Bengor flinched when the Sentinel moved his arm. It rose slowly until it was at shoulder height, and then he pointed two fingers towards the Sun.
“Earth to there you send will we. Help for them ask will you.”
“By the suns, it must have all gone to the deep if we are asking the Earthlings for help! Help with what? Will you tell me what is going on?” Bengor pleaded.
The Interpreter looked at the Sentinel for the briefest of moments before he answered.
“One last are you. Race our survival continue to you up is it. Plutonians of rest the care take and stay to have we. Moment any here be will fleet their. Waste to time no have we go now!”
With a wave of his other hand, the Sentinel opened a portal right below Bengor, who fell through, without the time to cry out. The Interpreter praised the Sentinel’s accuracy.

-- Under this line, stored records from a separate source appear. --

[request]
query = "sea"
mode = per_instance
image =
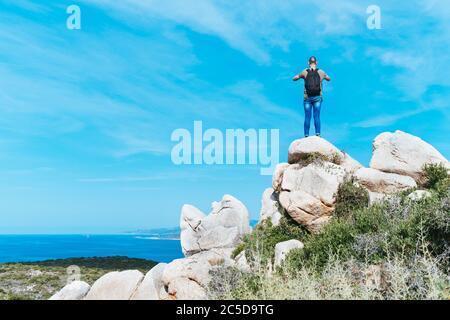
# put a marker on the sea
(29, 248)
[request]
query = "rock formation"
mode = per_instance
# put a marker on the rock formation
(283, 248)
(305, 188)
(404, 154)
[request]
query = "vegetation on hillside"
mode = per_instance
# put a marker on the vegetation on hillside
(40, 280)
(396, 249)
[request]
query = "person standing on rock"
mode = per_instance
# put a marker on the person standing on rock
(313, 98)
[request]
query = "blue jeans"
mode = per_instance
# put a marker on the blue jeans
(312, 104)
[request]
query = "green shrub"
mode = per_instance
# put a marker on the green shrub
(317, 157)
(436, 175)
(349, 198)
(261, 242)
(400, 278)
(370, 234)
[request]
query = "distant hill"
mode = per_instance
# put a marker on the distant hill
(168, 233)
(41, 279)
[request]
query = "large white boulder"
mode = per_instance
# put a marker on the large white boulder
(150, 287)
(186, 289)
(382, 182)
(222, 228)
(188, 278)
(320, 180)
(283, 248)
(404, 154)
(75, 290)
(116, 286)
(242, 262)
(303, 148)
(305, 208)
(309, 193)
(270, 207)
(419, 195)
(277, 177)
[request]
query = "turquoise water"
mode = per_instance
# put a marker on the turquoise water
(20, 248)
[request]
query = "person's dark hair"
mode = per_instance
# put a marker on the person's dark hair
(312, 59)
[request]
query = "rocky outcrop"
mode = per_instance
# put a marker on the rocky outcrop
(404, 154)
(193, 273)
(283, 248)
(150, 287)
(207, 242)
(116, 286)
(309, 193)
(381, 182)
(305, 188)
(270, 208)
(75, 290)
(222, 228)
(313, 146)
(419, 195)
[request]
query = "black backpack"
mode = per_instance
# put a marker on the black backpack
(312, 83)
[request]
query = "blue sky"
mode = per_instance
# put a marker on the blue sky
(87, 115)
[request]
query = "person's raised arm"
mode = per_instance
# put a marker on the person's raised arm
(298, 76)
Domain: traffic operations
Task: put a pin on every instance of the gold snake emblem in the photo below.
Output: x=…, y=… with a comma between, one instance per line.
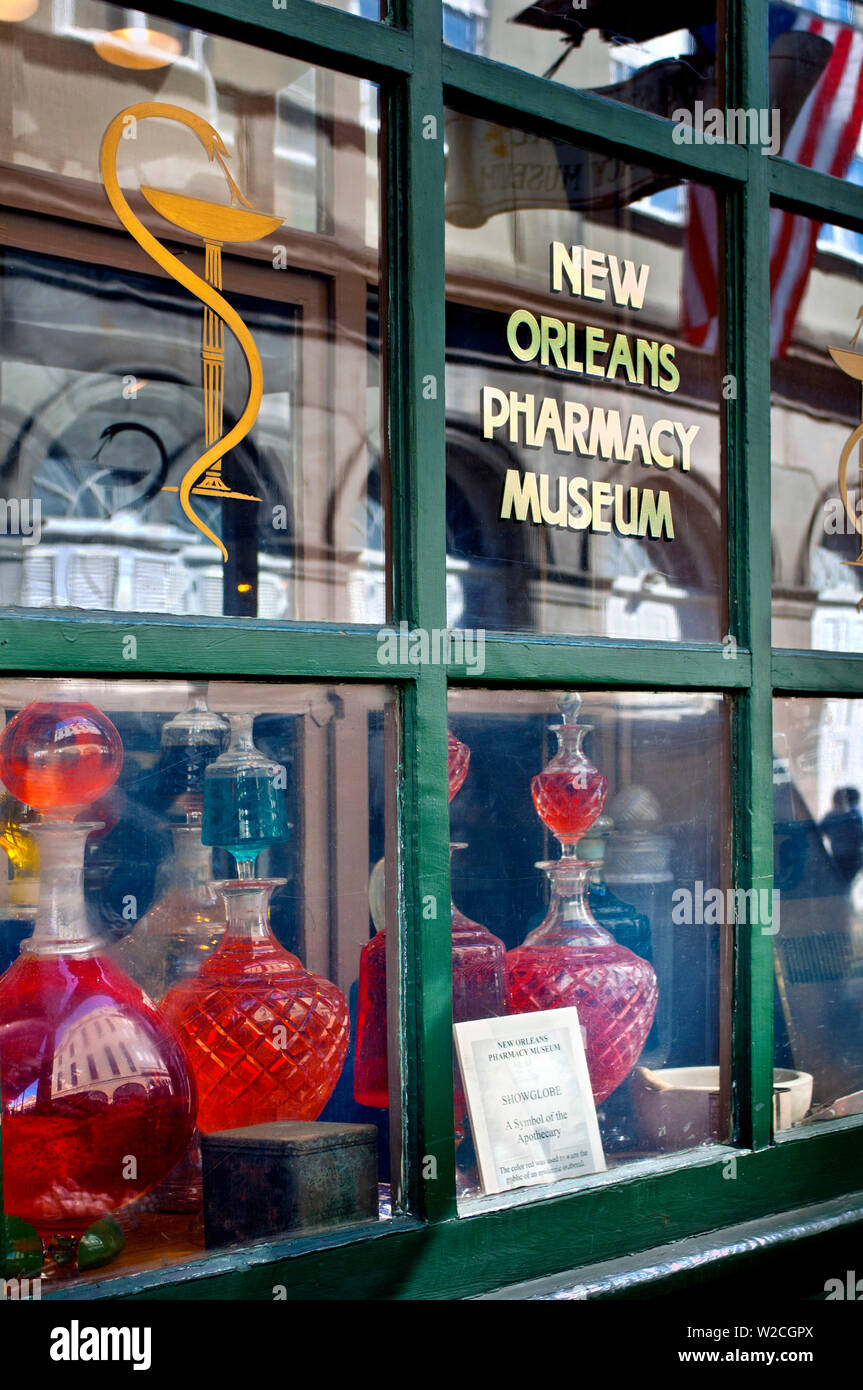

With a small space anomaly, he found himself dropping into an alley on the outskirts of Amsterdam, Earth, in the middle of the night. The shock made him vomit, and the fear of drowning started creeping up. However, he realized that Marpick’s armor still covered most of his torso. Good. He could survive in Earth’s atmosphere long enough to find a creature capable of mating and extending the Martian population.
Finding someone to mate, especially in Amsterdam, was not really difficult, as any Earthling might guess.
Trying to find shelter, he ran through the alley. He interrupted a couple having lazy sex, but they were both drugged and saw him only as a bad trip.
In that time, in the orbit of Mars, the last Martian ship Blood Lagoon was being surrounded by Plutonian ships, ready to open fire.
The Ancient Sentinel of the Old Empire removed his visor. His Interpreter squealed weakly at the sight.
“It is time,” the Sentinel said, in a voice deep as the grave, and just as cheerful. Then he pressed the button on his glove detonator and everything around them stopped existing.